Tot 1942 had het Amerikaanse leger - en dan vooral de infanterie - een groot probleem. Het land bezat geen deftig anti-tankwapen, iets wat wel vrij noodzakelijk in een oorlog waar de tank om de haverklap als speerpunt van een aanval gebruikt werd. Er was wel al iets ontwikkeld door een Zwiterse immigrant, de wetenschapper Henry Mohaupt, dat als anti-tankwapen diende, maar het was hopeloos onpraktisch. Mohaupt's M10 was een explosief dat als granaat gebruikt kon worden. Het kreng kon door 60mm staal gaan, maar woog helaas wel 1,6kg, wat het wat moeilijk maakte om het goed te gooien.

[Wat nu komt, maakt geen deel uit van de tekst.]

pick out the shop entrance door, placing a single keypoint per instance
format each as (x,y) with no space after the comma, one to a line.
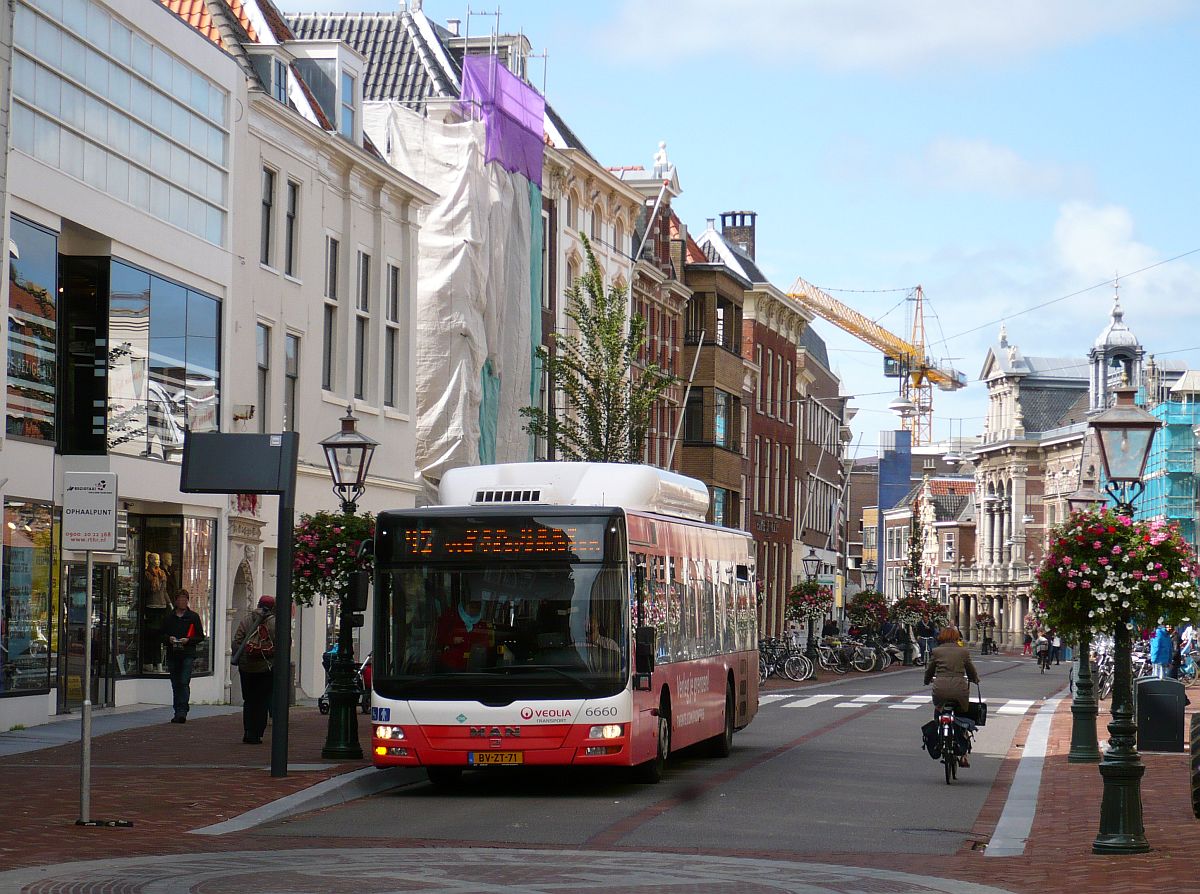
(71,663)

En dan kwam Edward G. Uhl in 1942 op de proppen met een oplossing: de M1 portable rocket launcher, die beter bekend werd onder zijn nom de guerre, de bazooka. Het nieuwe wapen was handig, gemakkelijk(er) te vervoeren en kon snel ingezet worden. Bij de eerste test door een Amerikaanse generaal op een proefkonijntank in Maryland ging het explosief door 102mm staalplaat. De koepel van de tank vloog er af. Een eerste bestelling van 5.000 bazooka's werd gemaakt, samen met 25.000 explosieven.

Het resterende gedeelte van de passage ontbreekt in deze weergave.